Hayfield art quilt photo with the Pentax

quilt photo with my point-and-shoot camera
You can see that the second photo is adequate, but isn't in focus everywhere if you zoom in on it.

And since my detail shots with my point-and-shoot camera came out so crisp and focused I just couldn’t figure out why the whole quilt shot kept coming out fuzzy until I found out that my camera only had the one aperture setting in it.
Here is a detail shot with my little point-and-shoot camera.
Detail showing wire and beads

You can visit my website to see the other detail shots of this quilt and to read the background information and see the other Klimt-influenced farm hayfield quilts I made at that time (go to the Landscape section of the Gallery).
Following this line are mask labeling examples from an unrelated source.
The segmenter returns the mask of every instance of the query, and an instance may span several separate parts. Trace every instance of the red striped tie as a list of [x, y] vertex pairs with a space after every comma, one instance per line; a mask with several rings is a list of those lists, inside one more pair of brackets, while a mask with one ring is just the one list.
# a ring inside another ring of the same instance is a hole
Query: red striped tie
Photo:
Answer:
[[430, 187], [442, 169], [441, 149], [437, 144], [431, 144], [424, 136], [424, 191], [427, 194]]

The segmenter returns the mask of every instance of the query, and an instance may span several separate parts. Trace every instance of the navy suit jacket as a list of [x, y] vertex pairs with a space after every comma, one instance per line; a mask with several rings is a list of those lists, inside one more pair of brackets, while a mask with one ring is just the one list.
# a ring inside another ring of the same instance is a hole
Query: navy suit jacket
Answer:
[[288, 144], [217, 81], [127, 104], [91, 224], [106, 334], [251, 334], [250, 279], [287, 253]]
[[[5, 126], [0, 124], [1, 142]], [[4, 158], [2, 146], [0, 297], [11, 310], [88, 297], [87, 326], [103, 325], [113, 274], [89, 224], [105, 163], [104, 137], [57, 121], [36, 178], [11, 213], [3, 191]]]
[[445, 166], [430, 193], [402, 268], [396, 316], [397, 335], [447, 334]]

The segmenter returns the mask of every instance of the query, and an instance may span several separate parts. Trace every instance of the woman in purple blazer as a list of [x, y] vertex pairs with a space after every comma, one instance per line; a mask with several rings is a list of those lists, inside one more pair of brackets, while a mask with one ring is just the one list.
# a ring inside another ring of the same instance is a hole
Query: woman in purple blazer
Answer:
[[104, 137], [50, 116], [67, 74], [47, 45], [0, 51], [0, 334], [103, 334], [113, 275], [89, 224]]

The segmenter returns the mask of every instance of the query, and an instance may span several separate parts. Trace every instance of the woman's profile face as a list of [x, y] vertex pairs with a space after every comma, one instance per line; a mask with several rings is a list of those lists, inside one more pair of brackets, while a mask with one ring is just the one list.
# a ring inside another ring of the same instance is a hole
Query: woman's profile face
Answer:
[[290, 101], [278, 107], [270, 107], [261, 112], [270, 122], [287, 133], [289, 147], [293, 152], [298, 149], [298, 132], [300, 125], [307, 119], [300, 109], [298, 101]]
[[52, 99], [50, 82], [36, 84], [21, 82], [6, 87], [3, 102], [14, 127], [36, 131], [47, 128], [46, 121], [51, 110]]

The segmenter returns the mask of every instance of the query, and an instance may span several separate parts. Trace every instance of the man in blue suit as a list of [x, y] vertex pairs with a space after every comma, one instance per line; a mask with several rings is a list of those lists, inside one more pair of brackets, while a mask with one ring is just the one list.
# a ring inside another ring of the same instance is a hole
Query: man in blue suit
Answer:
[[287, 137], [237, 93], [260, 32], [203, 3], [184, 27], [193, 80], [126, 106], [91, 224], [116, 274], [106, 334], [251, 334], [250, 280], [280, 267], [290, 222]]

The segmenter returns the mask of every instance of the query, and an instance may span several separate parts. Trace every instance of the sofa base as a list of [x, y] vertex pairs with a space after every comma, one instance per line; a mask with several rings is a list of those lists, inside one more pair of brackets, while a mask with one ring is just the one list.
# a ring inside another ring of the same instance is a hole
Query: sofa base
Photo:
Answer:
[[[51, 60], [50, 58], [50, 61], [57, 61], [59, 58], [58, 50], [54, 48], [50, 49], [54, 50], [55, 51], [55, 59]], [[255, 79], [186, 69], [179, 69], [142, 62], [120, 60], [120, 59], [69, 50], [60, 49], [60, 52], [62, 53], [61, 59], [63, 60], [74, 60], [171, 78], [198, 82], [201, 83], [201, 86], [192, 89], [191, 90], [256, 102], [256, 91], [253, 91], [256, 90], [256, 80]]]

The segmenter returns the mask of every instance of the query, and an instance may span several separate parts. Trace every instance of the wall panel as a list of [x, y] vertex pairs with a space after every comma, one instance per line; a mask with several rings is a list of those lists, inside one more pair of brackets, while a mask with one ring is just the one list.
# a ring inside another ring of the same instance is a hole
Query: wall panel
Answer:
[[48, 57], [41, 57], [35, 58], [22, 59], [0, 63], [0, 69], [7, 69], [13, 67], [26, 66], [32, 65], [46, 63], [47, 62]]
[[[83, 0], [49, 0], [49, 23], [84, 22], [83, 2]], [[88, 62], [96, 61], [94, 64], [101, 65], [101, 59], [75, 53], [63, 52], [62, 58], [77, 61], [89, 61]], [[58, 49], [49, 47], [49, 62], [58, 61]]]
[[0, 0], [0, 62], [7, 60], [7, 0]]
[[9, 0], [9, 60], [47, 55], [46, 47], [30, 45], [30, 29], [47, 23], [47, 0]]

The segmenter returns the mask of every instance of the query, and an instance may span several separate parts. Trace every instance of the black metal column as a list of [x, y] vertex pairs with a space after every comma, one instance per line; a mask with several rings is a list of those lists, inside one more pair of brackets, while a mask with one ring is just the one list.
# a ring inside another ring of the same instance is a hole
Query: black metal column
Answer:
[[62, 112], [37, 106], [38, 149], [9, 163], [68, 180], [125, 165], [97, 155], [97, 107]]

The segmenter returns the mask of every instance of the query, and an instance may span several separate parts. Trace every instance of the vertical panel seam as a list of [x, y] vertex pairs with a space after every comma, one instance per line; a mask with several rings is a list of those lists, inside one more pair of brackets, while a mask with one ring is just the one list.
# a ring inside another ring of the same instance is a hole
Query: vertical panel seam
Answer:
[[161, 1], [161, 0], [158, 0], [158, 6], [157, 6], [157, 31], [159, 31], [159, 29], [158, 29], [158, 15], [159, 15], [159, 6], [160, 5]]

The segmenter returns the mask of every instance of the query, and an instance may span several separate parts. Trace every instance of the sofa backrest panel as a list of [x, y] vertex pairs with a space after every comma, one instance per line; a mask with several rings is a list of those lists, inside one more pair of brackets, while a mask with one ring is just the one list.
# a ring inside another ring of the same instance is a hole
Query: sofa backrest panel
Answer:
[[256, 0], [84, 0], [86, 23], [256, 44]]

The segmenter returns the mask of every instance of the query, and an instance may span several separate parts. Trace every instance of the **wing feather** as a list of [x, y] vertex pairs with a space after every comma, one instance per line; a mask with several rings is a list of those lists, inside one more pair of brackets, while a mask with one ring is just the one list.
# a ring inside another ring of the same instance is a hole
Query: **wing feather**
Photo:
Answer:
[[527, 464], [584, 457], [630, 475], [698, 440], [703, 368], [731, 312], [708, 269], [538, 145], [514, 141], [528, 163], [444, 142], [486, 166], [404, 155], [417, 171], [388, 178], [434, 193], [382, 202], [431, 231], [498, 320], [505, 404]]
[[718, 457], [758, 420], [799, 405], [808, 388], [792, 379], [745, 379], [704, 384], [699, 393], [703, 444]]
Next week, I’ll post how I solved problem number two.
I hope I’m not boring you with technical details. I just know how I struggled with this when I was trying to enter quilts into calls for entry and couldn’t figure out what was going on. I hope it helps some of you.

By the way, if you join SAQA, you get to belong to their Yahoo discussion group and you can search back through all the topics that have ever been discussed there. I have learned so much from this group of artists on an amazing variety of topics. You can ask any question and that same day it will be answered in detail by several people. And that is only one of the membership benefits. Visit to learn more about membership.
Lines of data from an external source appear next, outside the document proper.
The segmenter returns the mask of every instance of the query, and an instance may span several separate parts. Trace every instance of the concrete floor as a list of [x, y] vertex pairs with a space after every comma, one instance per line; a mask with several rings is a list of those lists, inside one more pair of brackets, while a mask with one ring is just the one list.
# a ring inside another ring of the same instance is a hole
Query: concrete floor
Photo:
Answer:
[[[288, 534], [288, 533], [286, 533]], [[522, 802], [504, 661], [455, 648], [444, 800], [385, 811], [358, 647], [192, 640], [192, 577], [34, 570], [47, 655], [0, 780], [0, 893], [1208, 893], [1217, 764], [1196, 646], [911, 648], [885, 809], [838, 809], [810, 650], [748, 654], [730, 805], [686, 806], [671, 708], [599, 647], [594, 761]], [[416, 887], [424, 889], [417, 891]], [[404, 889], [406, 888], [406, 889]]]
And here is a link to a book that is very helpful about photographing quilts and editing the photos called Digital Essentials by Gloria Hansen

I'm linking this to Off The Wall Friday where you can see other art quilt blogs. Please make comments on their posts to let them know you visited.
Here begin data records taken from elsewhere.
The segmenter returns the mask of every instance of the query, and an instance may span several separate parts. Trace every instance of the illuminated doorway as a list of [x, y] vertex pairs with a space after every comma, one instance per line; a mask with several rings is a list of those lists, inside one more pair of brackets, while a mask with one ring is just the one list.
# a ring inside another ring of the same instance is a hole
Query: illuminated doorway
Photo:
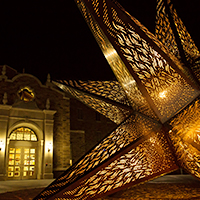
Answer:
[[10, 134], [8, 148], [8, 179], [37, 178], [37, 136], [27, 127], [15, 129]]

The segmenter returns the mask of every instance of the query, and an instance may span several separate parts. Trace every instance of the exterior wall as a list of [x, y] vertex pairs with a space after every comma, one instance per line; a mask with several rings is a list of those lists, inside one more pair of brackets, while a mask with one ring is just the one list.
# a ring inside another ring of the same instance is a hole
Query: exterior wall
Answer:
[[[22, 104], [17, 92], [27, 86], [35, 99]], [[52, 171], [58, 177], [116, 127], [102, 115], [97, 121], [94, 110], [67, 97], [50, 81], [42, 85], [36, 77], [17, 74], [10, 67], [2, 70], [0, 88], [0, 179], [6, 175], [9, 134], [17, 127], [29, 127], [39, 137], [38, 179], [51, 178]]]
[[[83, 119], [79, 119], [80, 110], [82, 110]], [[77, 159], [94, 147], [100, 140], [102, 140], [102, 138], [109, 134], [116, 127], [116, 124], [103, 115], [100, 115], [100, 121], [97, 121], [96, 111], [76, 99], [71, 99], [70, 127], [71, 142], [76, 142], [76, 144], [71, 144], [74, 163]]]
[[[22, 106], [17, 92], [26, 86], [34, 92], [35, 99], [32, 103], [25, 103]], [[7, 110], [0, 108], [0, 120], [2, 121], [0, 127], [1, 129], [7, 128], [6, 135], [0, 135], [0, 145], [4, 144], [6, 146], [8, 134], [11, 131], [10, 127], [13, 124], [22, 125], [26, 122], [27, 127], [35, 124], [35, 127], [40, 128], [42, 135], [40, 142], [38, 142], [41, 158], [43, 154], [45, 156], [45, 152], [42, 152], [42, 149], [46, 151], [50, 146], [52, 148], [52, 151], [46, 155], [44, 160], [40, 161], [43, 163], [41, 164], [43, 165], [41, 173], [44, 173], [38, 178], [52, 177], [52, 170], [54, 170], [54, 173], [66, 170], [71, 162], [69, 98], [66, 98], [62, 92], [53, 88], [50, 82], [47, 85], [42, 85], [37, 78], [29, 74], [13, 76], [12, 80], [7, 77], [6, 79], [0, 79], [0, 88], [0, 104], [3, 107], [7, 107]], [[7, 93], [7, 103], [3, 105], [5, 92]], [[48, 109], [46, 109], [47, 99], [50, 101], [50, 108]], [[21, 107], [24, 110], [20, 110]], [[8, 117], [10, 115], [9, 109], [11, 108], [13, 109], [11, 114], [13, 118]], [[38, 110], [38, 112], [30, 112], [31, 115], [28, 115], [28, 109], [32, 111]], [[55, 112], [51, 113], [52, 111], [56, 111], [56, 114]], [[0, 152], [0, 159], [3, 161], [0, 161], [0, 174], [5, 174], [5, 167], [2, 167], [2, 163], [5, 163], [5, 160], [2, 159], [6, 158], [6, 147], [4, 152], [3, 149], [4, 147]]]

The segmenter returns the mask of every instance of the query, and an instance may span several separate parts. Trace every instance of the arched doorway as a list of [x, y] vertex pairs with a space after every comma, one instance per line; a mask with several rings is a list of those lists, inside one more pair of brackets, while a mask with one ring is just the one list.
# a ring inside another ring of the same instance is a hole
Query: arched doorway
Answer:
[[19, 127], [9, 138], [7, 178], [36, 179], [37, 135], [28, 127]]

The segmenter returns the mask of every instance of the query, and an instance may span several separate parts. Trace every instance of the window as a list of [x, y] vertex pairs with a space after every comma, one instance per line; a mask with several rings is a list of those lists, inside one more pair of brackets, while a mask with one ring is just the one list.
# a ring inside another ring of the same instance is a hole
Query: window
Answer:
[[78, 108], [78, 119], [83, 120], [83, 110]]
[[34, 99], [34, 93], [29, 87], [25, 87], [21, 90], [19, 90], [18, 95], [20, 99], [24, 102], [29, 102]]
[[96, 121], [98, 121], [98, 122], [101, 121], [101, 115], [98, 112], [96, 112]]
[[10, 134], [10, 140], [37, 141], [37, 136], [30, 128], [20, 127]]

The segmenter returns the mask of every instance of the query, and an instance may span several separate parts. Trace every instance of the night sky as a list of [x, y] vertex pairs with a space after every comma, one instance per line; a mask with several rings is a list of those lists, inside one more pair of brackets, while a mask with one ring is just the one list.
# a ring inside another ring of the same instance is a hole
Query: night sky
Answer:
[[[119, 0], [154, 32], [156, 0]], [[199, 0], [174, 0], [200, 48]], [[112, 80], [114, 75], [73, 0], [0, 1], [0, 65], [38, 77]]]

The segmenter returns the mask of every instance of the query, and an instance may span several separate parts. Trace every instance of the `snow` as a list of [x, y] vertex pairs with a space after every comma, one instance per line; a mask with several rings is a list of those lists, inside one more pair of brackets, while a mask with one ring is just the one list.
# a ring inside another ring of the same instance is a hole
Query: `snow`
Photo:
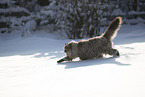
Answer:
[[[145, 25], [123, 25], [120, 57], [57, 64], [69, 39], [0, 34], [1, 97], [145, 97]], [[17, 37], [17, 38], [16, 38]]]

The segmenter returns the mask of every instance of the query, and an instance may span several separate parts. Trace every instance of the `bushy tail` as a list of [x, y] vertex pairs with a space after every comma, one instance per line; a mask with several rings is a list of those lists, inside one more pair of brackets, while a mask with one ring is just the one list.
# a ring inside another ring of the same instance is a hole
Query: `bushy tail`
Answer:
[[107, 38], [108, 40], [112, 40], [118, 30], [120, 29], [122, 23], [122, 18], [121, 17], [116, 17], [108, 26], [108, 28], [106, 29], [106, 31], [103, 33], [103, 37]]

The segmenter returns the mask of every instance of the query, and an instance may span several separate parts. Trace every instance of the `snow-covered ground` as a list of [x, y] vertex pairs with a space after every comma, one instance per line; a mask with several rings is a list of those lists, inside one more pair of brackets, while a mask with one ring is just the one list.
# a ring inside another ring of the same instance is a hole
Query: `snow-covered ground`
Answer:
[[70, 40], [16, 35], [0, 34], [0, 97], [145, 97], [144, 24], [121, 27], [120, 57], [61, 64]]

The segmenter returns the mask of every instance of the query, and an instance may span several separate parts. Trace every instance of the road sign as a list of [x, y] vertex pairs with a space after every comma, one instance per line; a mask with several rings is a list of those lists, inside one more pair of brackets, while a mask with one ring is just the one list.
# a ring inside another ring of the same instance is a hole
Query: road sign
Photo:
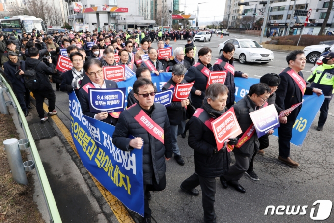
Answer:
[[306, 19], [304, 22], [304, 26], [306, 26], [307, 25], [307, 23], [308, 23], [308, 17], [306, 17]]
[[311, 14], [312, 14], [312, 9], [310, 8], [307, 12], [307, 18], [309, 18]]

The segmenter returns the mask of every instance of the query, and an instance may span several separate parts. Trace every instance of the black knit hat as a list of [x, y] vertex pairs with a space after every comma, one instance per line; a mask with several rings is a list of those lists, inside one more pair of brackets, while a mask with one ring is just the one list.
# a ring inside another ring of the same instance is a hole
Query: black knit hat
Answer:
[[266, 74], [261, 77], [260, 82], [266, 84], [270, 87], [277, 87], [280, 84], [280, 77], [274, 73]]

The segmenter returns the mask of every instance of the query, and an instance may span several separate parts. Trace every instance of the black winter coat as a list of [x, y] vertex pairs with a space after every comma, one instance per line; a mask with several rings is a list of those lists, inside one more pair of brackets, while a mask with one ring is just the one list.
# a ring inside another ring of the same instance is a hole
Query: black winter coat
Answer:
[[[286, 68], [279, 74], [280, 84], [278, 86], [278, 89], [275, 92], [276, 93], [275, 101], [276, 104], [284, 110], [291, 108], [295, 104], [302, 102], [303, 99], [303, 95], [298, 85], [290, 75], [286, 72], [290, 69]], [[304, 79], [301, 72], [300, 71], [298, 74]], [[312, 94], [312, 88], [306, 87], [304, 94], [311, 95]], [[287, 117], [288, 121], [294, 122], [301, 108], [302, 105], [301, 105], [291, 112], [291, 113]]]
[[[10, 62], [8, 61], [4, 63], [4, 64], [3, 64], [3, 68], [6, 77], [12, 83], [14, 92], [15, 93], [25, 93], [26, 90], [28, 90], [26, 89], [25, 83], [22, 82], [22, 80], [24, 80], [23, 75], [20, 75], [20, 78], [18, 78], [17, 75], [15, 74], [19, 70], [19, 67], [11, 65], [9, 63]], [[20, 69], [23, 71], [26, 71], [25, 66], [25, 61], [21, 60]]]
[[[250, 125], [253, 124], [250, 113], [255, 111], [255, 104], [248, 96], [248, 95], [247, 95], [232, 107], [234, 108], [235, 116], [242, 130], [242, 133], [238, 136], [238, 138], [240, 139], [247, 129], [250, 126]], [[260, 108], [261, 108], [262, 107]], [[259, 148], [260, 142], [255, 132], [243, 145], [239, 148], [235, 148], [233, 151], [242, 156], [250, 156], [254, 153], [254, 149], [258, 151]]]
[[[198, 60], [198, 62], [202, 64], [199, 60]], [[210, 70], [212, 70], [213, 67], [211, 64], [208, 64], [206, 67]], [[203, 100], [205, 96], [205, 90], [206, 90], [208, 78], [196, 67], [192, 66], [188, 69], [188, 72], [184, 76], [184, 79], [188, 82], [195, 81], [190, 92], [190, 97], [192, 99], [194, 107], [196, 109], [200, 108], [203, 104]], [[195, 95], [195, 91], [196, 91], [196, 90], [201, 91], [202, 94], [200, 96]]]
[[[227, 63], [229, 63], [233, 66], [234, 66], [234, 63], [233, 62], [233, 60], [232, 60], [232, 61], [228, 60], [224, 57], [223, 55], [222, 55], [220, 59]], [[226, 70], [226, 69], [219, 64], [215, 64], [213, 65], [214, 71], [221, 70]], [[225, 84], [225, 85], [227, 87], [227, 88], [228, 88], [228, 98], [226, 102], [227, 105], [231, 103], [234, 103], [235, 100], [235, 84], [234, 83], [234, 77], [241, 77], [242, 74], [242, 72], [241, 71], [235, 71], [234, 75], [231, 72], [227, 71], [227, 75], [226, 77], [226, 80], [224, 83], [224, 84]]]
[[[187, 81], [185, 80], [183, 80], [181, 82], [181, 84], [187, 83]], [[173, 81], [173, 78], [171, 78], [165, 83], [161, 90], [175, 87], [176, 84], [176, 83]], [[182, 106], [181, 102], [172, 102], [171, 104], [167, 107], [166, 109], [171, 125], [178, 125], [181, 124], [182, 120], [185, 121], [187, 119], [186, 108]]]
[[[135, 106], [139, 106], [139, 105]], [[132, 140], [128, 138], [129, 135], [135, 137], [141, 137], [144, 140], [142, 168], [145, 184], [152, 184], [153, 174], [157, 183], [159, 183], [166, 171], [165, 157], [169, 158], [173, 155], [170, 125], [166, 108], [158, 103], [154, 103], [153, 106], [153, 110], [149, 116], [164, 129], [165, 144], [142, 127], [132, 117], [128, 110], [121, 113], [112, 135], [112, 143], [123, 151], [132, 151], [134, 149], [129, 145], [130, 141]]]
[[52, 85], [49, 80], [48, 75], [53, 75], [55, 72], [52, 63], [48, 66], [45, 63], [41, 62], [37, 59], [28, 57], [26, 59], [26, 70], [28, 68], [33, 69], [36, 65], [39, 63], [36, 67], [35, 71], [37, 77], [39, 79], [40, 88], [35, 91], [43, 91], [52, 90]]
[[[205, 110], [203, 112], [206, 112]], [[197, 174], [213, 178], [228, 173], [229, 162], [224, 162], [223, 158], [224, 156], [229, 157], [229, 154], [214, 153], [217, 144], [213, 132], [194, 116], [189, 120], [188, 145], [194, 149], [195, 171]]]

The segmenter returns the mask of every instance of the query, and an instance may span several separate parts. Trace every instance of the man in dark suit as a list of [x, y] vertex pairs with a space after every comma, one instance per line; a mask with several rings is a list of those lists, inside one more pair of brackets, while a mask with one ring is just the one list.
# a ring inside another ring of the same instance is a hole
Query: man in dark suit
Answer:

  1. Very interesting about the camera. I can see the difference for sure. I only have my iPhone camera but its adequate and best of all is always with me for inspiration shots of which I am constantly taking. I love that hayfield quilt and am going now to check out your landscape page - it is wonderful!

    1. I hear smart phone cameras will be taking over the market from point-and-shoot cameras. I don't know if they have adjustable aperture settings or not because I don't yet have a smart phone. But I hear that the photos from smart phones are pretty good quality.

  2. Wonderful information....I have camera that also takes lovely shots but I too have struggled with getting the best shots of my work (especially the larger ones) My camera does have the ability to change the aperture.....I am going to have to spend a little time leaning more about this.....guess I have been kinda lazy just using the presets in point and shoot mode......thank you for the enlightenment

    1. I was lazy for a long time, too. But I finally got serious about the calls for entry. It does make a difference to have good, clear photos for those. And once you have all the good settings written down somewhere, it doesn't take long to set up the camera. It just takes long to learn how to do it and to experiment to get it right. (At least it did for me.)

  3. It IS frustrating but I have to squeeze as much as I can out of my Nikon Coolpix until I win the lottery!

    1. I'm lucky my husband has such a nice camera for me to use for the whole quilt photos. But man, his camera manual is soooo long to read. And not entertaining. But I got the job done and wrote down what I need in my journal.